How an Accidental Chef Created a Lasting Legacy, Slightly North of Broad
By: Beverly Willett
Chef Frank Lee, an accidental chef, has elevated cooking to an art form. His classic bistro-style restaurant in Charleston, South Carolina, has developed over the years into a community where people feel at home and are nurtured.
“I’m not a big fan of cookbooks,” celebrated chef Frank Lee says about “The S.N.O.B. Experience,” his new cookbook based on Slightly North of Broad, the restaurant he co-founded in 1993. “If you want to learn how to cook, get your ass in the kitchen and learn.”
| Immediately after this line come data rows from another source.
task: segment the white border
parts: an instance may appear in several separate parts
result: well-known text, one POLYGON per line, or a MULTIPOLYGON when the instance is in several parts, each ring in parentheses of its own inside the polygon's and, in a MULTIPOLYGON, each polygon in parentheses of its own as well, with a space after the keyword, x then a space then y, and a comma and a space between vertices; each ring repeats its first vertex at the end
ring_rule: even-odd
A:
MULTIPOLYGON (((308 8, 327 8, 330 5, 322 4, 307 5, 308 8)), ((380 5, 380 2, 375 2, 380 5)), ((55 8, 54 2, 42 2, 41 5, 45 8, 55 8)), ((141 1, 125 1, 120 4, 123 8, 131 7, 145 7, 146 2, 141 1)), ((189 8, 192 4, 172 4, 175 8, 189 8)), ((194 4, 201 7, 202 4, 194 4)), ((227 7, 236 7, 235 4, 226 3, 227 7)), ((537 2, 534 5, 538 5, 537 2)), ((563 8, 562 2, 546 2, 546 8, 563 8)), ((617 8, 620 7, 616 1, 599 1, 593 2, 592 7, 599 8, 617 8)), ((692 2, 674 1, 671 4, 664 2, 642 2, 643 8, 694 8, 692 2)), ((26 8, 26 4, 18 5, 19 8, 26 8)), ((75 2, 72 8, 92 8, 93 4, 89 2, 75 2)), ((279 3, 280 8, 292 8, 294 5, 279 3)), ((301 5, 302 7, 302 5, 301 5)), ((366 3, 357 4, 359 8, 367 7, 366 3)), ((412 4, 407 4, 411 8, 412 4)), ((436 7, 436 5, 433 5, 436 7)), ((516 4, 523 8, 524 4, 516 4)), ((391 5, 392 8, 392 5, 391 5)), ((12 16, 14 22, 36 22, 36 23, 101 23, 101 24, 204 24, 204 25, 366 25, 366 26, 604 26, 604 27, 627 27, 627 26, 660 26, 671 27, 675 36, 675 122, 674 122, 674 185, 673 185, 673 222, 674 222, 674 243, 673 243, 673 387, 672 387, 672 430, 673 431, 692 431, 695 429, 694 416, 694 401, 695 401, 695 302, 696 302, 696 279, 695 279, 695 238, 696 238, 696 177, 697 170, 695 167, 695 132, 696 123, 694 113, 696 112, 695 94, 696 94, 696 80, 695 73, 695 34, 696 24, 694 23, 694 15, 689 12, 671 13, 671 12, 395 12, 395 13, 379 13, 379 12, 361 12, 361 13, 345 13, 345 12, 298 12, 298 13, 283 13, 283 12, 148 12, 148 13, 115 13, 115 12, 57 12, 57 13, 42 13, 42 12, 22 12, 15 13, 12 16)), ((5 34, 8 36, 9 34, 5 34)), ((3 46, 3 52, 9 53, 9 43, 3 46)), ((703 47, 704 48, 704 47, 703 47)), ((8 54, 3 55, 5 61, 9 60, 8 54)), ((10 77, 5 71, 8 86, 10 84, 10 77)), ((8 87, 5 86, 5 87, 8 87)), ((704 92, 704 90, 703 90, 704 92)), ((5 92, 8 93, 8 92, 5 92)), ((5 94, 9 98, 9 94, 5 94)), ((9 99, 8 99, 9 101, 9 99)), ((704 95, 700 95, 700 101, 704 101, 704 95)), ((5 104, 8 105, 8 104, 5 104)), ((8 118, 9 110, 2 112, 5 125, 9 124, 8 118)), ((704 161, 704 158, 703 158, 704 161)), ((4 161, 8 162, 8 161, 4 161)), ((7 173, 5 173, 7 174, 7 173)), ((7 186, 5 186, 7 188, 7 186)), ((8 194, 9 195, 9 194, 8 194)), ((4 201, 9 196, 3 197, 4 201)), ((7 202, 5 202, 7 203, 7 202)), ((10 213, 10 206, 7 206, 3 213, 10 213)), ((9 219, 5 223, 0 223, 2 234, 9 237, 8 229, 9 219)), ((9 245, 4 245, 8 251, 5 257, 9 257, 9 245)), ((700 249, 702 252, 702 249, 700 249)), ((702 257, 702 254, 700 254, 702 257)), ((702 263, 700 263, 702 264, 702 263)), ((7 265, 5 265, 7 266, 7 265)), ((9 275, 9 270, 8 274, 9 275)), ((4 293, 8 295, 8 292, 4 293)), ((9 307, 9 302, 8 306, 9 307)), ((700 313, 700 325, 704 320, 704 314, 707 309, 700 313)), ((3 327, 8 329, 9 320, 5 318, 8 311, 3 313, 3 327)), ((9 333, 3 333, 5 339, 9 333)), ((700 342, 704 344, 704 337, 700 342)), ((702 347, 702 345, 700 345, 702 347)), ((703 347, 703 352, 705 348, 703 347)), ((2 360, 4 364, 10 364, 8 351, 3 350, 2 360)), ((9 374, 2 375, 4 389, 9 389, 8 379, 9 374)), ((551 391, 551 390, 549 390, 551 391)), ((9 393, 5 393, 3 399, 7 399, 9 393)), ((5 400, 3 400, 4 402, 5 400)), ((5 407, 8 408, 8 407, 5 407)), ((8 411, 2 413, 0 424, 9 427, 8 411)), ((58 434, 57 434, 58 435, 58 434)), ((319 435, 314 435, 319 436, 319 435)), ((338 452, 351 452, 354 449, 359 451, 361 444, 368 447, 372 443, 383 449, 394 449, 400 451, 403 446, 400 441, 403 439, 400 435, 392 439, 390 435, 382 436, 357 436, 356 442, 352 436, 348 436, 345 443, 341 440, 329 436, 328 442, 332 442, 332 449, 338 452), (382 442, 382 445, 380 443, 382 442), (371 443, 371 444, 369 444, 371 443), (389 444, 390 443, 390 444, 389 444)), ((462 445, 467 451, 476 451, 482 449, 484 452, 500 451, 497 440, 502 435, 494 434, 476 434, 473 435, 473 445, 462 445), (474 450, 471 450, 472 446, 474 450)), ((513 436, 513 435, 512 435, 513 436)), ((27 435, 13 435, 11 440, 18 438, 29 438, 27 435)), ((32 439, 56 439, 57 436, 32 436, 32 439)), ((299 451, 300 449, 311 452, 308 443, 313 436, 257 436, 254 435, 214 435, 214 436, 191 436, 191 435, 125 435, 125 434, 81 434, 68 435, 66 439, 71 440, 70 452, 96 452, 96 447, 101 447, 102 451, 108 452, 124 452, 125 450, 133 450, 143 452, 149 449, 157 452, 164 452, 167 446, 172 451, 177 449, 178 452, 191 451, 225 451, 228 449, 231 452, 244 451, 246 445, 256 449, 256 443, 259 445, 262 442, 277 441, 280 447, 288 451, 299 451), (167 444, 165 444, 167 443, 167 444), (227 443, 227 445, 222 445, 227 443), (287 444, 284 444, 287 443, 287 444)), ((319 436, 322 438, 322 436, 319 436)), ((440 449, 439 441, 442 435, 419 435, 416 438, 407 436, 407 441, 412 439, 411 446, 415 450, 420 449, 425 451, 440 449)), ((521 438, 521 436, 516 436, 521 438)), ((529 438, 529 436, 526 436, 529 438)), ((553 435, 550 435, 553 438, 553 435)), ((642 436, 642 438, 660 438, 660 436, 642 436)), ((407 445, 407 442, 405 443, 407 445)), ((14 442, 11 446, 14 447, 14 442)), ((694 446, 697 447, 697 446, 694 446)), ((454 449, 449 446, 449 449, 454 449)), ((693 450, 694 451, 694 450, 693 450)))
It’s hard to peg S.N.O.B. by genre. The menu’s been eclectic from the start. So much of what happens there isn’t easily distilled. Fresh, carefully – and lovingly – prepared food, executed with community in mind sums up Lee’s philosophy. And his cookbook is far more than a mere compendium of recipes.
He became a chef by accident. In 1973, he and a bunch of teenage friends were goofing around after a yoga class and one of them suggested opening a vegetarian restaurant. So they did. “We were thinking maybe we’d do it for a year or less for a hoot and a holler,” Lee says. But one year turned into six, followed by a trip to France to learn technique.
“A bunch of young rebel chefs were elevating cooking to an art form. They were sourcing locally and being a part of the community,” he says of his French mentors. After stints elsewhere, Lee opened S.N.O.B., pairing the fundamentals of French cooking with Southern heritage and quality local ingredients reflective of the seasons.
He banded together with other Charleston chefs and the business community and, over several decades, turned the town into an international food and cultural mecca. Despite the risks and high costs of restaurant ventures, Lee prefers collaboration to competition.
“A rising tide floats all boats,” he claims. “It’s a lot like sports. Even though they’re busting heads one minute, at the end of the game they’re hugging and slapping each other on the butt.”
Not a fame seeker, Lee’s achieved it nonetheless. “Good Morning America,” “Food & Wine,” “Great Chefs of the South,” and more: they’ve all taken notice.
“S.N.O.B. is not just a transaction that exchanges money for calories,” Chef explains. “Over the years it has developed into a community spot where people feel at home and are nurtured. Where people know your name, where you like to sit, who your children are.” Kind of like a family restaurant, only a top-star one.
That’s because Lee understands the cosmic interconnectedness of all things. The timing and orchestration necessary to prepare, plate and serve every single meal. The transformation of seedlings into the perfectly ripe vegetable selected by hand at the local market.
He pays homage to “the business partners that raised me from an egg.” To the bartenders, managers, kitchen staff, patrons, and suppliers, calling each by name. To his wife who kept him focused and tended their children while he worked long hours mentoring his other family – the kitchen staff, teaching them everything he knows about food and its preparation. And also art and how to get along in the world; practicalities, too, like how to open a bank account. He played opera in the kitchen for inspiration. And he and his partners paid for health insurance for hourly employees!
All are equal in Lee’s kitchen. And the restaurant’s warehouse location with exposed ducts and open kitchen reinforce this egalitarian view.
"He became a chef by accident."
Chef Frank Lee Celebrates “The S.N.O.B Experience” Cookbook
Chef Frank Lee recently announced the release of his cookbook, “The S.N.O.B Experience.” Lee provides more than just a compilation of the classic recipes that played foundational roles in the establishment of his restaurant. He shares stories and insights into his role as a pioneer in the Charleston culinary community. The cookbook celebrates Lee’s 23 yearlong dedication to Slightly North of Broad.
The cookbook is a compilation of SNOB classics, long-running seasonal plates and many of the side dishes and sauces that played foundational roles in establishing the restaurant’s loyal following since it opened its doors in 1993.